Central Banks to the Rescue
Nov 18, 2021 | Viewpoints
The novel coronavirus pandemic that spread across the globe beginning in late 2019 and early 2020 presented nations with a crisis that threatened both the health of populations, as well as the vitality of national economies. As the pandemic spread, negative economic impacts resulting from pandemic mitigation measures were felt at a speed and scope not seen before. Prior economic recessions were often associated with asset bubbles, speculation, easy credit, or weak regulation.

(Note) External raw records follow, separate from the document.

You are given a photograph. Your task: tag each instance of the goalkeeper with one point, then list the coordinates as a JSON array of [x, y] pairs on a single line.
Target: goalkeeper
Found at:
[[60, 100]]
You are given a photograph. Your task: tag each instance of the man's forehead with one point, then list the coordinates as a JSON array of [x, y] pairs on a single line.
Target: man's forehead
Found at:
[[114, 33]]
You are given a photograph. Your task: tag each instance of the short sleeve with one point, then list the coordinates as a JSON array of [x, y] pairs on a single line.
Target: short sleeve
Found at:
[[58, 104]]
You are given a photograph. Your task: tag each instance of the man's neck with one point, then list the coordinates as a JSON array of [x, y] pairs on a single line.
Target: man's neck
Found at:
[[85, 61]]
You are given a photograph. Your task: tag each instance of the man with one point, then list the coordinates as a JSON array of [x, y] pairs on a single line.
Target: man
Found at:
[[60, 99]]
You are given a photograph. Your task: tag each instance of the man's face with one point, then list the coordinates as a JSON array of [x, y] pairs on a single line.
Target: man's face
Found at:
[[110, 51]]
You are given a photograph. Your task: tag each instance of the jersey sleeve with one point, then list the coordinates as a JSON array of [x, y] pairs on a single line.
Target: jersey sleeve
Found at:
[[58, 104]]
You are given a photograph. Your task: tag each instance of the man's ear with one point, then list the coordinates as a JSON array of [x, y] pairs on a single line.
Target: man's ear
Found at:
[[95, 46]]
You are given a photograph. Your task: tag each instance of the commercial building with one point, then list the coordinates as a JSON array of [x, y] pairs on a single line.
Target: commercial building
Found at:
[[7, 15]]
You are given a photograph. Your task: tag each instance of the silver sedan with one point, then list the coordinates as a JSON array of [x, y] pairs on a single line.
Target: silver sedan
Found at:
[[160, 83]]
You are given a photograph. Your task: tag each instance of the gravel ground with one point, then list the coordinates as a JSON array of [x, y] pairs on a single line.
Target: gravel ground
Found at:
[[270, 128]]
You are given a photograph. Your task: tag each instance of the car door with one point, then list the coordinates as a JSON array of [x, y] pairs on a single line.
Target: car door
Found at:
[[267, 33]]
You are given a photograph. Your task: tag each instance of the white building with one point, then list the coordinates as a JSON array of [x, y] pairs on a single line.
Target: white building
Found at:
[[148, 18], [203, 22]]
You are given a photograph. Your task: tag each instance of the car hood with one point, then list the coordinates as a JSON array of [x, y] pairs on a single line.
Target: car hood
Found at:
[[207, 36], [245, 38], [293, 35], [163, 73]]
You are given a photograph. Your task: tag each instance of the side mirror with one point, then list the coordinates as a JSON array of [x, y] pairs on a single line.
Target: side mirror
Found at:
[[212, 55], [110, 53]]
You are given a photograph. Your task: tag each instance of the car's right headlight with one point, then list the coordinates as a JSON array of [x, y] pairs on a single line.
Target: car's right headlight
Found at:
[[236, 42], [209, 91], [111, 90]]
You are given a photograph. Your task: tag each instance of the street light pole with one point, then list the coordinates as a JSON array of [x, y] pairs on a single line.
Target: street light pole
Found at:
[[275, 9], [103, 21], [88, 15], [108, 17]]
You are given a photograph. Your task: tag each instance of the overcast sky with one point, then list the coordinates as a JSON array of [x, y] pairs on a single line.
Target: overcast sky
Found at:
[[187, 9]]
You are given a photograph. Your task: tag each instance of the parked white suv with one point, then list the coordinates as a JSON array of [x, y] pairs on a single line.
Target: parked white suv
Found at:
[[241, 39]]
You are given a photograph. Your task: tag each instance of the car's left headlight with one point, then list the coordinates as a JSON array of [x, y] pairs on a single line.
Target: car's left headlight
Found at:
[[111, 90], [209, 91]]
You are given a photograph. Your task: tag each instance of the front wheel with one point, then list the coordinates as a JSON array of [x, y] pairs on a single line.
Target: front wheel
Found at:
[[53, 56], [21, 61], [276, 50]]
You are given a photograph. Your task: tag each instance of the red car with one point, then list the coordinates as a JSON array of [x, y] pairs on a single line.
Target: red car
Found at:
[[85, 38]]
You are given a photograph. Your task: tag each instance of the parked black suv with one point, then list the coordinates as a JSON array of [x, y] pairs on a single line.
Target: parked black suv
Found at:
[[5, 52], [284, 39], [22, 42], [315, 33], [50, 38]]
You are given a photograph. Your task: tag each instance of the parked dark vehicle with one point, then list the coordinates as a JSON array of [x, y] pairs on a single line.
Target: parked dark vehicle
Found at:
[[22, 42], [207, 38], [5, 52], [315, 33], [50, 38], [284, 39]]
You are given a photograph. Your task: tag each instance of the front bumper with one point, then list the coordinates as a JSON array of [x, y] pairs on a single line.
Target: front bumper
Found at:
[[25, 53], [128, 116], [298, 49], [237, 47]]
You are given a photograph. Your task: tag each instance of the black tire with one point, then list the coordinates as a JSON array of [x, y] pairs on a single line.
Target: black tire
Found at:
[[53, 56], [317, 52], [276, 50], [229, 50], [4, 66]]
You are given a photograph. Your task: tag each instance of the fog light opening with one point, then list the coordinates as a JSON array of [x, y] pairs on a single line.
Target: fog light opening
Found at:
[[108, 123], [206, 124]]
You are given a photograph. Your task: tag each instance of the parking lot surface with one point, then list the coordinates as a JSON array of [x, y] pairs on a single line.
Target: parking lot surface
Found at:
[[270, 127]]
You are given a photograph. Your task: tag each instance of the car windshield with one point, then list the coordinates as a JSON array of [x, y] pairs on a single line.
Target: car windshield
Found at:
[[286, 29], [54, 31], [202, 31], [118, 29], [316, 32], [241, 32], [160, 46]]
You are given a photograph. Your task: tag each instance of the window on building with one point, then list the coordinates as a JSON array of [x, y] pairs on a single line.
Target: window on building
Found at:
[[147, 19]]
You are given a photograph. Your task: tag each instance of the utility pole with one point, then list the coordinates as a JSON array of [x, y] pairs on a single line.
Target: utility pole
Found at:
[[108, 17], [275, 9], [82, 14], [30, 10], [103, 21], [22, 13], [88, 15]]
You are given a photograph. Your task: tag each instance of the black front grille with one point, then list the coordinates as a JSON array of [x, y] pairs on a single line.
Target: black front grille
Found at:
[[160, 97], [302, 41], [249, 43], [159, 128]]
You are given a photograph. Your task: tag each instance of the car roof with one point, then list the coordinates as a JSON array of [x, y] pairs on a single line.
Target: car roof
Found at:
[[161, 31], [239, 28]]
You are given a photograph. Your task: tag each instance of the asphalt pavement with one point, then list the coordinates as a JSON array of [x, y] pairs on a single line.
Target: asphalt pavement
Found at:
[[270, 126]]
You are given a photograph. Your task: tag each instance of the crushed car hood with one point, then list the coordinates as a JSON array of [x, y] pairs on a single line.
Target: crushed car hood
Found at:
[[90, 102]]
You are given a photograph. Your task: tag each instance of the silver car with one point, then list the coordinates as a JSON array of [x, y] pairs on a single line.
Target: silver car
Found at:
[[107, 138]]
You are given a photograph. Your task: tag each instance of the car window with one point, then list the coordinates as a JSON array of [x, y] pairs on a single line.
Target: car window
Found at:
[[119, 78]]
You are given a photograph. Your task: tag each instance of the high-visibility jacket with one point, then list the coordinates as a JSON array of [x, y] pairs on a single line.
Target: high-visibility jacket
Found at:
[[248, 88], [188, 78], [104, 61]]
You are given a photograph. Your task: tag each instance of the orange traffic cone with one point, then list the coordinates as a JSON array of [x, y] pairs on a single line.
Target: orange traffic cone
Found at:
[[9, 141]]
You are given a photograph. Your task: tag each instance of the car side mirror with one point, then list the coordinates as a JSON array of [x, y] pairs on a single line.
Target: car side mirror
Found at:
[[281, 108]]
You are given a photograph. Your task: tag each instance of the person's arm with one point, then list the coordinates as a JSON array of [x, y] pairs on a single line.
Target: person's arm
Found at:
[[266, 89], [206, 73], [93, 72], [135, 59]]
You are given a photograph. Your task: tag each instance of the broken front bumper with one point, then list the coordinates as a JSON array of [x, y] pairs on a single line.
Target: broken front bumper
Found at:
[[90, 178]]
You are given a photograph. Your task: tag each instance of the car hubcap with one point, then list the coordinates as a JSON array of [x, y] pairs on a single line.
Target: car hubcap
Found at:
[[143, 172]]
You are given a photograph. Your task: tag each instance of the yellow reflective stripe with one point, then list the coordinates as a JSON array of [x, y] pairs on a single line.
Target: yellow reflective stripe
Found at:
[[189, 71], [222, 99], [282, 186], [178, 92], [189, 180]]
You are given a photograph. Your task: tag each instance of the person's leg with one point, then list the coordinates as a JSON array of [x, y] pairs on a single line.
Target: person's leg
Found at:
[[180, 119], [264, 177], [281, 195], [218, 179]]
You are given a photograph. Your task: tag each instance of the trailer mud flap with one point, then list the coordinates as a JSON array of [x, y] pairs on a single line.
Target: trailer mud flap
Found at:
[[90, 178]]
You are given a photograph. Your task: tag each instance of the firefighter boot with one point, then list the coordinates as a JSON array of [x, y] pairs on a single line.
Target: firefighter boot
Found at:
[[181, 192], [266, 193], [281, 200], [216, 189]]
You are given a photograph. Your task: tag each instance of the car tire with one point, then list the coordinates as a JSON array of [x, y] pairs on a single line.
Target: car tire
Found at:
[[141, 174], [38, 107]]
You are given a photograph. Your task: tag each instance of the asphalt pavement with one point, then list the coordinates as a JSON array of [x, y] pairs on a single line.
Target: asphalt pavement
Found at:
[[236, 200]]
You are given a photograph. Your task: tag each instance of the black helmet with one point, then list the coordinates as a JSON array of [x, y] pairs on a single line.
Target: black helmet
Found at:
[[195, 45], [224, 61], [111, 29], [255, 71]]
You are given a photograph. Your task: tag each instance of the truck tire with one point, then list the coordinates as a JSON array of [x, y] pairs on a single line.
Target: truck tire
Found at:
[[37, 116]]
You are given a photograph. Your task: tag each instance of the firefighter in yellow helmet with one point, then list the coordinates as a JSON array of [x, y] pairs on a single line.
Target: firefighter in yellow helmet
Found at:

The blow to the global economy from COVID-19 was a new kind of shock; one tied to social distancing and quarantines that shuttered businesses, sealed borders, disrupted supply chains, eliminated jobs, increased financial market volatility, and left policy makers scrambling for solutions. Recovery efforts differed across borders, but the crisis engendered immediate and decisive action from central banks across regions, some of which were still recovering from the effects of the global financial crisis of 2008-09. Central banks implemented traditional recession-fighting weapons, but the speed, size, and magnitude of their efforts to address the COVID-induced recession were unprecedented as they were varied. Central banks continued to support their economies while stabilizing capital markets through monetary policy, maintaining open market operations, repurchase agreement facilities, lowering bank reserve requirements, reintroducing asset purchases, and creating capital market back-stops, all which provided much needed confidence and liquidity to a global financial system threatened by COVID-19.